The beautiful woman at the head of the table says something in a tone that seems to slice through the air. Everyone stops. Everyone except the man with the death grip on my master’s throat.

She addresses him directly, and he responds, his voice low and gruff in that odd tongue.

Her white eyebrows rise, and she flicks her gaze to me, catching me like a deer in headlights.

Footsteps echo inside my mind, and a voice whispers like a tickle against my skull. “Strange changeling.” It’s the woman’s voice. “I suspect there’s more to you than I can presently see.”

“Let me go.” I think, wondering if she can hear it. “I don’t belong here. I want to go back.”

“I’m afraid there’s no going back.” She flicks her gaze to the deadly warrior who even now stares at me. “Not now. Not ever.” Her presence fades, and I blink, unsure if I’m losing my mind.
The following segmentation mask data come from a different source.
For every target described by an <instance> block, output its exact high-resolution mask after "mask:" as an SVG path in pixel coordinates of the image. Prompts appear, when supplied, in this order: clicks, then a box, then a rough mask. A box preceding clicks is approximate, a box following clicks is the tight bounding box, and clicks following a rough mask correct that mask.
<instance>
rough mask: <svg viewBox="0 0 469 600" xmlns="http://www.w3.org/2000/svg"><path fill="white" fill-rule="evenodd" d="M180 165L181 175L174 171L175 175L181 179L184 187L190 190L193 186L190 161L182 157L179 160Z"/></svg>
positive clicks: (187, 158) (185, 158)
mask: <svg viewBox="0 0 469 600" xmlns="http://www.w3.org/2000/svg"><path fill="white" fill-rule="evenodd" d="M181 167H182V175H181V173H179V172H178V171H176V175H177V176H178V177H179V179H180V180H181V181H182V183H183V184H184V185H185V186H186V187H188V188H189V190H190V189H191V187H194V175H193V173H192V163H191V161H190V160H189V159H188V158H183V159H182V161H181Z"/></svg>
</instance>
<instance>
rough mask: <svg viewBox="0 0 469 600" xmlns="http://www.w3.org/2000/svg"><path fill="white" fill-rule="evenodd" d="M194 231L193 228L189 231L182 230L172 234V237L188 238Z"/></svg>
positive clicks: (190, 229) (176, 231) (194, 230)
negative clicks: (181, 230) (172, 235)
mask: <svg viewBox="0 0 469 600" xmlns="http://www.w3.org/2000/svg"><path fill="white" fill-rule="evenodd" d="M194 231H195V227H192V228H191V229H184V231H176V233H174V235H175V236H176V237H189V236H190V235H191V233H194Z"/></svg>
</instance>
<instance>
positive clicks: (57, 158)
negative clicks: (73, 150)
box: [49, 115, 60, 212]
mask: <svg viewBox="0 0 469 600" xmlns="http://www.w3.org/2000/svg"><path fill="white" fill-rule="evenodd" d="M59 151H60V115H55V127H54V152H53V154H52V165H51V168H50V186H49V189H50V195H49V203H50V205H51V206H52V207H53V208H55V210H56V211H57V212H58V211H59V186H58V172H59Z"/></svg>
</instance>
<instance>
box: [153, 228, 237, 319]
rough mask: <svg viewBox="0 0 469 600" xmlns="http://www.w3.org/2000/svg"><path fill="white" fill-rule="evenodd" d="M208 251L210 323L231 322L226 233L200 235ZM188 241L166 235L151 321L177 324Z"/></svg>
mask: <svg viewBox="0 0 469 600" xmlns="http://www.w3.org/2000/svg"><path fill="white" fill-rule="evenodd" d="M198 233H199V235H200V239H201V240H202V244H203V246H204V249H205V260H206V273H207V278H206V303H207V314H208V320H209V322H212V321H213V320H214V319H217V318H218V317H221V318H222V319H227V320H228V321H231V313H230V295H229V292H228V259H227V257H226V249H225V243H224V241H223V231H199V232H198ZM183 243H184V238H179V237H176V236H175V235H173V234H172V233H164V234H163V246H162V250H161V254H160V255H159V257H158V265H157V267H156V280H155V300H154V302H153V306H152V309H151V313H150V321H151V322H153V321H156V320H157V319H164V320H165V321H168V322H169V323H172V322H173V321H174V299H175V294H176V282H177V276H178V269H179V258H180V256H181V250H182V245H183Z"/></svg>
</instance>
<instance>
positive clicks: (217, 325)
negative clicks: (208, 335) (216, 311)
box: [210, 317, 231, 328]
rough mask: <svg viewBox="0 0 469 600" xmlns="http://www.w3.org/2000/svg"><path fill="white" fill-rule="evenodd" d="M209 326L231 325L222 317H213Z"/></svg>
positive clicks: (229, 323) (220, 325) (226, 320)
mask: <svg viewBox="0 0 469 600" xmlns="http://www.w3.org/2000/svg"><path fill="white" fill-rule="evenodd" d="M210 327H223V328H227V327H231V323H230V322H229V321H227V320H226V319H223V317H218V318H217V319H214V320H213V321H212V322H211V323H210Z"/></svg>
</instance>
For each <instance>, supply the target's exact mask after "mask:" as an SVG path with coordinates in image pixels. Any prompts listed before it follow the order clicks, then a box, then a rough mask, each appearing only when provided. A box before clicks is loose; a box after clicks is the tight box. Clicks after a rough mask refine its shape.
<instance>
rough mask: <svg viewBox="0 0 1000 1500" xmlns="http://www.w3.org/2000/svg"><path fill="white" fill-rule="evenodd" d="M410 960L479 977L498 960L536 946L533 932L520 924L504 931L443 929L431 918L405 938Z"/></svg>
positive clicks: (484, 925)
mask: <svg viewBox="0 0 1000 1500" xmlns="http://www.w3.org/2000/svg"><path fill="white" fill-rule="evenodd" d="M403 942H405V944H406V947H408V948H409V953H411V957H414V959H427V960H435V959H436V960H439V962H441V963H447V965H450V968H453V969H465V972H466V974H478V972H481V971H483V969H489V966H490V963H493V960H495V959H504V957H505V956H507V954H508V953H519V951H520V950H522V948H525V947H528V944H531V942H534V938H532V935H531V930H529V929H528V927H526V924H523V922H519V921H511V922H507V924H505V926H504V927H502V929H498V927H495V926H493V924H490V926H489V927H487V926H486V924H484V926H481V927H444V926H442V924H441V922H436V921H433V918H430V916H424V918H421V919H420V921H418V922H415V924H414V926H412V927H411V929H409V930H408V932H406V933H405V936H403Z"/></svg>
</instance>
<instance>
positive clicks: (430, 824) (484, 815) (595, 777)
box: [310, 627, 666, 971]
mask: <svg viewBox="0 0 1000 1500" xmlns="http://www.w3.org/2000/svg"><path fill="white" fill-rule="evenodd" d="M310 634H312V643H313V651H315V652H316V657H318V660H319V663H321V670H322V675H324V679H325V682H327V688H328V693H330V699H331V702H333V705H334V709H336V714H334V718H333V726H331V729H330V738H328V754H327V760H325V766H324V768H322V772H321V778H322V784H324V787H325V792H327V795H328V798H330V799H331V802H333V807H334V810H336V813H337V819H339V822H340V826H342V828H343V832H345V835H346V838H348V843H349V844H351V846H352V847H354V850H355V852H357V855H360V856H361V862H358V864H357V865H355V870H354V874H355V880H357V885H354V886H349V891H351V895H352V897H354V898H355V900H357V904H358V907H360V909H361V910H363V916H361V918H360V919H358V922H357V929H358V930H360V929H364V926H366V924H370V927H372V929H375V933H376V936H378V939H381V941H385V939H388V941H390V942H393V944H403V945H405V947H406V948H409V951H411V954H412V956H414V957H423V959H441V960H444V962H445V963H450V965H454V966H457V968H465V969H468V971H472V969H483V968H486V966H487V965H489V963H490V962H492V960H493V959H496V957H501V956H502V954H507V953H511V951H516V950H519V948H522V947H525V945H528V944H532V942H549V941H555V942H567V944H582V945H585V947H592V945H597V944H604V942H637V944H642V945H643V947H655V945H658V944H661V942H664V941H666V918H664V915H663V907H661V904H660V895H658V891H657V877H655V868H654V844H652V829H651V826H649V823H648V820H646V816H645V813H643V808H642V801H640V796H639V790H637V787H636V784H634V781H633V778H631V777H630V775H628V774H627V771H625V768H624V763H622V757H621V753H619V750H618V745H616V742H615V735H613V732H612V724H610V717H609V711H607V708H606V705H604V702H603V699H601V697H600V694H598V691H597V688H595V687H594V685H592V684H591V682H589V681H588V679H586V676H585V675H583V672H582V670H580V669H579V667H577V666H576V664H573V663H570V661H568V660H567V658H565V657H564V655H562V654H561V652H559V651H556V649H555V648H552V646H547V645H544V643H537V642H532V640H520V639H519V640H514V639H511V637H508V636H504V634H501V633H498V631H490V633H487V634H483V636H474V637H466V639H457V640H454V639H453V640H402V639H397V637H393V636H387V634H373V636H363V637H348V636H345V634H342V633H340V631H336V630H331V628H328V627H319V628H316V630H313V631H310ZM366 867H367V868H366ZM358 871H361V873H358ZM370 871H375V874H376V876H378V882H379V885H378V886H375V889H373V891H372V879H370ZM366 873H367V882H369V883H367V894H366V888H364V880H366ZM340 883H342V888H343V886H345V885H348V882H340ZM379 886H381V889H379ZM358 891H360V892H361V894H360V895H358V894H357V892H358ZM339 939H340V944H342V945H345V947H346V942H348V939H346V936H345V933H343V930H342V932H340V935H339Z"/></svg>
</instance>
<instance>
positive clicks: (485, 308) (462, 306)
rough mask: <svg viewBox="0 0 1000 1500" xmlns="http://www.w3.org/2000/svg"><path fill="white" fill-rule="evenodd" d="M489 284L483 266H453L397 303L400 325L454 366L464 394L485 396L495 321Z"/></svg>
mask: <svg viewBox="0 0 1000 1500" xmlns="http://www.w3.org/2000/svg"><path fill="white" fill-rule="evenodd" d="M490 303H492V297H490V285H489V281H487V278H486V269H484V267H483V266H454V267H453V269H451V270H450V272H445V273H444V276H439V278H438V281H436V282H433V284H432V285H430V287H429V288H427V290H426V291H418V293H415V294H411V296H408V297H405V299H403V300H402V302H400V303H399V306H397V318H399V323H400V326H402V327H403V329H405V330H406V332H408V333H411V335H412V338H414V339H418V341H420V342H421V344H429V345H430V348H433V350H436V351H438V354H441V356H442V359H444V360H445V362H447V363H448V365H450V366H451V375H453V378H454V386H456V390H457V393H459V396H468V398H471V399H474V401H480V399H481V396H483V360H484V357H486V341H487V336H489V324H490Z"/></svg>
She flicks a hand at the black-haired man and speaks in the strange tongue. Finally, he releases my master, who stands and backs away sputtering. I take some joy in seeing him afraid, but it’s short-lived. The black-haired man advances on me with his hand out, as if to grab me.

I scream and try to escape, but the men at my back don’t move. I’m trapped.

The black-haired man speaks to me, his voice still dark and gravelly but somehow coaxing, as if he’s speaking to a skittish kitten. I shake my head as he slowly comes closer, his hand still out.

“Don’t.” My eyes well and I wrap my arms around myself. “Please.”

He keeps talking and advancing.

I want to scream again, to run. But there’s no use. The fae at the table just watch, some of them with their mouths hanging open. The other black-haired man has stowed his blades, but he observes warily.

“Let me go.” I tremble and blink the tears away. Sending an imploring look to the beautiful woman who spoke in my mind, I find her whispering with another fae and paying no attention to me.